[aaron42net]

We're moving all of production in EC2 from an old CentOS 5 image managed by capistrano to CoreOS, with fleet deploying images built by the docker.io build service and private repo. I love it.

Every week, we rebuild our base image starting with the latest debian:stable image, apply updates, and then our apps are built off of the latest base image. So distro security updates are automatically included with our next deploy.

We had been deploying multiple apps to the same EC2 instances. Having each app's dependencies be separate from other apps has made upgrading them easier already.

This also means all containers are ephemeral and are guaranteed to be exactly the same, which is a pretty big change from our use of capistrano in practice. I'm hoping this saves us a lot of debugging hassle.

Instead of using ELBs internally, I'm using registrator to register the dynamic ports of all of my running services across the cluster in etcd, with confd creating a new template for NginX and updating it within 5 seconds if a service comes up or drops out. Apps only need to talk to their local NginX (running everywhere) to find a load-balanced pool of whichever service they are looking for. NginX is better than ELB at logging and retrying failed requests, to provide a better user-experience during things like deploys.

Some of these things could be solved by spinning up more EC2 instances. However that usually takes minutes, where docker containers take seconds, which changes the experience dramatically.

And I'm actually reducing my spend by being able to consolidate more. I can say things like "I want one instance of this unit running somewhere in the cluster" rather than having a standalone EC2 instance for it.

[evandev]

The biggest problem I have overall is pushing new code. When you push new code to git, do you then stop a container and restart it to get a new container working? (Assuming you do something like git clone in the Dockerfile)

[aaron42net]

I grant the docker.io build and private repository service access to my github repo, drop a Dockerfile at the root of my git repo, and the build server does the checkout outside of the Dockerfile and then executes the Dockerfile. I then use a github webhook to trigger a build when there's a new checkin to the master or qa branches. If the dockerfile completes successfully (based on exit status codes), it then spits out new docker images tagged with either "master" or "qa".

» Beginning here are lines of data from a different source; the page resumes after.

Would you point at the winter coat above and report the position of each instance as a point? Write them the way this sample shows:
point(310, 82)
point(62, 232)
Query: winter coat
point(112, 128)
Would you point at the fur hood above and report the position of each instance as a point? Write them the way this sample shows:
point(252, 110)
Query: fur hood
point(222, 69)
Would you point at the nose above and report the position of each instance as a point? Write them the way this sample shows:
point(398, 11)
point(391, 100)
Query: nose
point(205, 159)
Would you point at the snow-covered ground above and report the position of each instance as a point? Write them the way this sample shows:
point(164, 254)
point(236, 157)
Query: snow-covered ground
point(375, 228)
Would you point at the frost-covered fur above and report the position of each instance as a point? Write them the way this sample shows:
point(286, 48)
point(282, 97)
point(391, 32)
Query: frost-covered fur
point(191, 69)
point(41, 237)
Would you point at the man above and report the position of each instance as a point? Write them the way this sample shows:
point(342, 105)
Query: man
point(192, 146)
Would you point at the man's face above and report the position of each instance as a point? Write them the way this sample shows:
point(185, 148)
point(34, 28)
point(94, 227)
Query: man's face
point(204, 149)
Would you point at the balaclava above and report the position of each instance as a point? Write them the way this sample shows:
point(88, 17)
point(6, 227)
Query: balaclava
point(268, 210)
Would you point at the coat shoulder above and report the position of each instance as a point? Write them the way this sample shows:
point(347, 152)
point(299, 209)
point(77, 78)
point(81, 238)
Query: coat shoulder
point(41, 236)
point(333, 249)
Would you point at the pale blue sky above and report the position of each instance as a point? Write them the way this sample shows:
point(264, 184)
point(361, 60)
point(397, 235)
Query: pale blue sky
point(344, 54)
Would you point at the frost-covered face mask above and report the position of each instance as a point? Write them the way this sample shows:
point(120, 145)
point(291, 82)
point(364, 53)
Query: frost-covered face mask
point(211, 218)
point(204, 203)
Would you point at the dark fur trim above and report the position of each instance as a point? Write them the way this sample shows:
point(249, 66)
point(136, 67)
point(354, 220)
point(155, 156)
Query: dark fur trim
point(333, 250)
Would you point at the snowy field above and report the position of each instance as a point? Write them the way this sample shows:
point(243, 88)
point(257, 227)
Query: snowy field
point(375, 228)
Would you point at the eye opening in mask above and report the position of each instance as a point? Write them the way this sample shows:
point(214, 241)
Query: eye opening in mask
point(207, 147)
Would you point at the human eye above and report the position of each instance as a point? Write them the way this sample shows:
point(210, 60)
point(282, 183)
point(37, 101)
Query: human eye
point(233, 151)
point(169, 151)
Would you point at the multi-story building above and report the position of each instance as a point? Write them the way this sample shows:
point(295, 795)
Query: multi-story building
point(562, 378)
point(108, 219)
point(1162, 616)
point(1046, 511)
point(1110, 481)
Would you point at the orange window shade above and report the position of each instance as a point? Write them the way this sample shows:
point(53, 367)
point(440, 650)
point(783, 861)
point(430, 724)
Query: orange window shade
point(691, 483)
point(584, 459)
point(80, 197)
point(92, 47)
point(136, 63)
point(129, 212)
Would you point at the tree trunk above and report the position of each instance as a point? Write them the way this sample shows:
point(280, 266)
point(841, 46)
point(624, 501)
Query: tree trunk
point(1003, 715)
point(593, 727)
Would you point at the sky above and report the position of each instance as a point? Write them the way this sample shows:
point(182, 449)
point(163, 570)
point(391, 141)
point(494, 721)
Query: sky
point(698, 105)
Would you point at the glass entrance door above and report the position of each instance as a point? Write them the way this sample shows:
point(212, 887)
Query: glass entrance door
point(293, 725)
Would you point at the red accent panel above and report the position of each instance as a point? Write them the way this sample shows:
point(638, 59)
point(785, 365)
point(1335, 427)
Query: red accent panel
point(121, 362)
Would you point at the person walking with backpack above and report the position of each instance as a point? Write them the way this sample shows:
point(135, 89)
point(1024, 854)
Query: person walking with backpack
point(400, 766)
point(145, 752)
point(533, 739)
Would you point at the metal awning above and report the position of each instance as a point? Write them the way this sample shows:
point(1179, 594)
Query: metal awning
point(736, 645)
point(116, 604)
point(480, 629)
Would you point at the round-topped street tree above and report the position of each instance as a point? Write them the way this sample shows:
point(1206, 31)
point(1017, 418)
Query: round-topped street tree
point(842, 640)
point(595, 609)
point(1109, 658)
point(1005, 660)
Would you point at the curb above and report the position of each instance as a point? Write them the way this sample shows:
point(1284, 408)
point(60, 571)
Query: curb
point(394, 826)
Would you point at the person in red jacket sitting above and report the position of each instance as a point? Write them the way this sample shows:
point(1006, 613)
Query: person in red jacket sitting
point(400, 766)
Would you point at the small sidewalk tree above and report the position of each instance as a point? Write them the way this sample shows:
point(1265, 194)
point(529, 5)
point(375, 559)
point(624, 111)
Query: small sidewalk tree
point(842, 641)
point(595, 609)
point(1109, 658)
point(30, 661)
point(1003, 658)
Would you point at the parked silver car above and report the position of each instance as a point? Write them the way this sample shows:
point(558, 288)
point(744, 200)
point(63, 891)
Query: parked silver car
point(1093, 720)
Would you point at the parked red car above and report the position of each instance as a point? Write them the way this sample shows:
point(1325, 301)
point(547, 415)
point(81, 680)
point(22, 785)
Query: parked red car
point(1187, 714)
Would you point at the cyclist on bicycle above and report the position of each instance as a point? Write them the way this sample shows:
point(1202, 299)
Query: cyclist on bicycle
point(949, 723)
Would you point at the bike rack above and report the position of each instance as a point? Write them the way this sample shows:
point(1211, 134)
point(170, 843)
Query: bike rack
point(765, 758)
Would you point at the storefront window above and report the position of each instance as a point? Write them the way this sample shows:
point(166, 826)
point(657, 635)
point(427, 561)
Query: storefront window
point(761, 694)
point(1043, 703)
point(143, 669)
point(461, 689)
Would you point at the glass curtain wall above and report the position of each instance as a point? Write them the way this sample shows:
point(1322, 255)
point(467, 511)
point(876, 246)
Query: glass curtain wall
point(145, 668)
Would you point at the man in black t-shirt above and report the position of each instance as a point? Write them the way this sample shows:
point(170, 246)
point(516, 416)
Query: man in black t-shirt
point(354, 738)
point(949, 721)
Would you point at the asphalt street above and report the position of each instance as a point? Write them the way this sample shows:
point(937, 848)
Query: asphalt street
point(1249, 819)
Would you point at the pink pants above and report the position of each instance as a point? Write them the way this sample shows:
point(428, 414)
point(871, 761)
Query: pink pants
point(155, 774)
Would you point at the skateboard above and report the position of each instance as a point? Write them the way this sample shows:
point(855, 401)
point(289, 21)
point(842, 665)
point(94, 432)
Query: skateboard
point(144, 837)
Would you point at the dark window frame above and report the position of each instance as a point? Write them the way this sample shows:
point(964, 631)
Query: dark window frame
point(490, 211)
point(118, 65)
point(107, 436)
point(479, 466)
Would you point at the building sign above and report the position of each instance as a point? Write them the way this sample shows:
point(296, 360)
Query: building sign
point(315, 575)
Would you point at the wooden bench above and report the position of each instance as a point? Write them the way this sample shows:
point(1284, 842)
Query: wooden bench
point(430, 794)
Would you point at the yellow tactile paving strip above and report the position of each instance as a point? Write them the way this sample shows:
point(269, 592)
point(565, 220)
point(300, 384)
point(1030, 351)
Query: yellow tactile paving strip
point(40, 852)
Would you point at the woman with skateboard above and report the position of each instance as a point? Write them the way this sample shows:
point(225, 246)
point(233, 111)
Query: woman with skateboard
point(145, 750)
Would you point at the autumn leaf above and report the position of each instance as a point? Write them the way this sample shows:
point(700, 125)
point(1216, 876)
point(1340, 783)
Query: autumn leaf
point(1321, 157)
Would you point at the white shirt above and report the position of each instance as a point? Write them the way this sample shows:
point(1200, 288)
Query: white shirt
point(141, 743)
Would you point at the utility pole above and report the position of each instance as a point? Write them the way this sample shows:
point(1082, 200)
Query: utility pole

My fleet unit does a docker pull before it starts the container. So I just stop and start an individual unit to get it to run a new version.

Though fleet has a concept of global units (that run on all available machines), there's no way to do a rolling restart with them yet. Instead, I use unit templates to launch multiple instances of the same unit, and then stop and start each instance individually, and wait for it to respond before continuing to the next one. I intend to catch a webhook from the build server and do this automatically, but haven't written this yet.